Another local custom demands that the guest should eat everything offered by the host. The rule applies also to drinks.

To conclude, the cuisine of Maramures can accede to the status of a brand if the dishes will be promoted in the rural guesthouses from the region and the products will be also included in the menus of the great restaurants.

The Ethnographic Museum of the Historical Land of Maramures.
Sighetu Marmaţiei

History. The first museum was founded in Sighet in 1899. But a part of the collection had been lost during Word War II. In 1954, the museum was entrusted to Francisc Nistor’s management. The objects bought during the field researches would constitute the nucleus of the present museum. On the 1st of March 1957, the museum was reopened for the public with a heterogeneous exhibition that remained unchanged till 1967. After four years, the museum was reorganised being divided into sections, and on the 26th of December 1971 the ethnographic museum was opened in a building from the centre of the town (No. 1, Bogdan Vodă Street)

Collections. The exhibition is installed in rooms forming a free circuit arranged according to the principal categories of folk culture. The first rooms show people’s primary occupations: food gathering, hunting, fishing, bee keeping. These are followed by the principal occupations of agricultural and pastoral type, i.e. forestry and rafting. The inventory of agricultural equipment consists in wooden ploughs, harrows, rakes, vessels for storing grains, seed crushers, screw oil presses etc.

In order to illustrate animal husbandry, the exhibition presents the inventory of a sheepfold: wooden buckets for the milking of the ewes and vessels for the preparation of cheese. In another room there are tools used by women in the household textile industry: scutchers for hemp and flax, carders for cleaning the wool, distaffs, simple spindles or rattle spindles, a loom etc.

The furniture specific to peasant houses is shown in a distinct room. There also elements belonging to folk architecture recuperated from old houses: window and door frames, veranda props, barn doors, well poles, fragments of wickerwork fences etc.

Two rooms exhibit textiles objects: towels, pillow cases, towels for girl’s poles, woollen bedspreads and rugs decorated with geometrical motives and coloured with natural dyes, items of folk costumes etc. The last room is dedicated to the pottery from Săcel. The first floor entrance-hall houses a rich collection of folk masks.

The Maramures Village Museum

The museum was inaugurated on the 30th of May 1981, on the occasion of the International Day of Museums, on Doboieş hill, Sighet. It constitutes a reserve of rural architecture, recreating a village with the specific of an ethnographic zone that had developed from a “scattered” type to a “compact” type of settlement.
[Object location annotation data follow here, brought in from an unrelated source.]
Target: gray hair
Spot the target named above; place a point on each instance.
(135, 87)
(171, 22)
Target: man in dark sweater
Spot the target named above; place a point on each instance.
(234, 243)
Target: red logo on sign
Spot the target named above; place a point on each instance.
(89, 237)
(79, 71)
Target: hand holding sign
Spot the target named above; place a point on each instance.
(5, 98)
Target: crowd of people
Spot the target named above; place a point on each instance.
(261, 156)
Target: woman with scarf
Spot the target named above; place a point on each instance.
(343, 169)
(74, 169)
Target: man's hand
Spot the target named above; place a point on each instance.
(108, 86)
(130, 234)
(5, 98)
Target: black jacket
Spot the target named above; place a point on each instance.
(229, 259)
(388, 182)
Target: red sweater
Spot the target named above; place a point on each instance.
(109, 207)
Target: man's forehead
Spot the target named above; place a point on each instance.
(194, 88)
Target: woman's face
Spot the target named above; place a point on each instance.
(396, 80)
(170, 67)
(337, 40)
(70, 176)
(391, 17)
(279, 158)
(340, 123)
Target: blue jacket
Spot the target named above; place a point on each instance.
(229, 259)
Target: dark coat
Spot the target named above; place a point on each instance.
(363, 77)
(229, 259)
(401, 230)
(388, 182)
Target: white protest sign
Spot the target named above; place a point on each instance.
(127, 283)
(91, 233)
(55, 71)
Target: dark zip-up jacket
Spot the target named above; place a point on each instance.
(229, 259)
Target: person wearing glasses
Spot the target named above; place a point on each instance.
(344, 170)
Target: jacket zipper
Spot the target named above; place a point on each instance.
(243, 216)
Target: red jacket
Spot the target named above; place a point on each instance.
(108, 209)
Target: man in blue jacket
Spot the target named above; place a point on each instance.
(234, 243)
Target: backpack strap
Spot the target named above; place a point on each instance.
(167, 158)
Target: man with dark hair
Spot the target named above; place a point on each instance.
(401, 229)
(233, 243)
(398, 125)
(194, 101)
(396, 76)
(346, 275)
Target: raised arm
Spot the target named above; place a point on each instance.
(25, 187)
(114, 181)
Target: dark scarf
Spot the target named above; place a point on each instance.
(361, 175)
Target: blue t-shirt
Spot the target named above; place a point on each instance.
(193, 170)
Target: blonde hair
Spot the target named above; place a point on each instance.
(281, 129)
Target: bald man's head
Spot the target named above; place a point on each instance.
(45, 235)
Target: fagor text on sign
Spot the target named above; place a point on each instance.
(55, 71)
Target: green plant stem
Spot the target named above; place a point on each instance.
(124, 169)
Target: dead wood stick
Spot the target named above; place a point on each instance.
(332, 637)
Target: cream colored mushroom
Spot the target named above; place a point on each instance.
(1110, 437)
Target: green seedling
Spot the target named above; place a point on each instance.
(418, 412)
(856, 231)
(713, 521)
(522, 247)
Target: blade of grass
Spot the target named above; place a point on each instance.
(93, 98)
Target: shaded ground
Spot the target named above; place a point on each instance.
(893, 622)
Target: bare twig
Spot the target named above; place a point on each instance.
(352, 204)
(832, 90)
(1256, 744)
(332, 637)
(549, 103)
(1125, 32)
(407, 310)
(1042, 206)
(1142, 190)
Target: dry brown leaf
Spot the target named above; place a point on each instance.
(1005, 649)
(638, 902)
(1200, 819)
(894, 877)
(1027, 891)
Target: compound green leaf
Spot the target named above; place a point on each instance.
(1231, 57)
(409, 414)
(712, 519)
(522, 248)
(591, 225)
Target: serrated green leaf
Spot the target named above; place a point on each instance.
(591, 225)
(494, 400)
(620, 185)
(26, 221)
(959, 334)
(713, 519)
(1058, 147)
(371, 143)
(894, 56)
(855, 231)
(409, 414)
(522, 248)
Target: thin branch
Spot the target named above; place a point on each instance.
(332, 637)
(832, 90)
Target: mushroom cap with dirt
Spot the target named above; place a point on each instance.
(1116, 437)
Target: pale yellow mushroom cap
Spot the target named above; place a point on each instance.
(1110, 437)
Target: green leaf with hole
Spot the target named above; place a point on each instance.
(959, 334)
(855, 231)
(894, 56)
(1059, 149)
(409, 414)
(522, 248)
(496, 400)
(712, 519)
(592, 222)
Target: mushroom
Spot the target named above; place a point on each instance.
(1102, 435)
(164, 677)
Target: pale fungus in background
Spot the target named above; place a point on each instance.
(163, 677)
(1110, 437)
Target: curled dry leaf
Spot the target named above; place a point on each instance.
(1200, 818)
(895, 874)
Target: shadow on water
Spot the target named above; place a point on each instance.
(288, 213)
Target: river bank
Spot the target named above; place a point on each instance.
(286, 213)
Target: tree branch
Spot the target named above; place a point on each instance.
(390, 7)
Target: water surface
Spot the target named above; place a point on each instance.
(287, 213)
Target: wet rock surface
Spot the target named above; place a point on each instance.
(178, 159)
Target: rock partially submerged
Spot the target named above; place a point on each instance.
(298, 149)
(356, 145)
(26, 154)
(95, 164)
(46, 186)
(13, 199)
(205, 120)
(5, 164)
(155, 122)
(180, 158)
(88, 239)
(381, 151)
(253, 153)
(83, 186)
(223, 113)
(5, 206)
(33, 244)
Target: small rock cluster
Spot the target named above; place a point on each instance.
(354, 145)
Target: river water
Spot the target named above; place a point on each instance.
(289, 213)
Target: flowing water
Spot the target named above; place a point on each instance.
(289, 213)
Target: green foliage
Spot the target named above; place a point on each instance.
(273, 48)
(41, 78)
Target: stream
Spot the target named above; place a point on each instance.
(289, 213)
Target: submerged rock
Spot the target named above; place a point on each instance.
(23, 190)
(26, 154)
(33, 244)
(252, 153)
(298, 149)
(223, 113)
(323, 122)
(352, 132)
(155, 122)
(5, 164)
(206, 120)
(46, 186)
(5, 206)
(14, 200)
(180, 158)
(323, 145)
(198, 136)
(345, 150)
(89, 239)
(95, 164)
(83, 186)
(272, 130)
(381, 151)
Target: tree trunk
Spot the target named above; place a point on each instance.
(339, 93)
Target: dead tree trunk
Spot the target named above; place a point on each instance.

All the lanes and paths converge to the village centre marked by the church. The well-conserved houses and homesteads are grouped according to the main sub-zones of the historical Land of Maramures: Cosău-Mara and the lower course of the Iza up to Strâmtura, Middle Iza, Vişeu-Borşa, the sub-zone of Tisa and the Ruscova basin.

The church is the oldest construction preserved in the museum. Dating from the 16th century, it was relocated from the village of Onceşti (Vadu Izei). Ilea’s house from Călineşti is dated from the end of the 19th century. The house has an access space divided into two and a large room. It has a remarkably beautiful veranda surrounding the house on both sides, with poles and arcades made of fir wood. The Marinca house from Comirzana, with a porch, is built of round fir logs, and is from 1785. The Ţiplea house from Fereşti dates from the 18th century. It is made of massive oak wood, and the crossbeams have impressive dimensions. The joining system is what they call “cheutoarea românească” (Romanian jointing).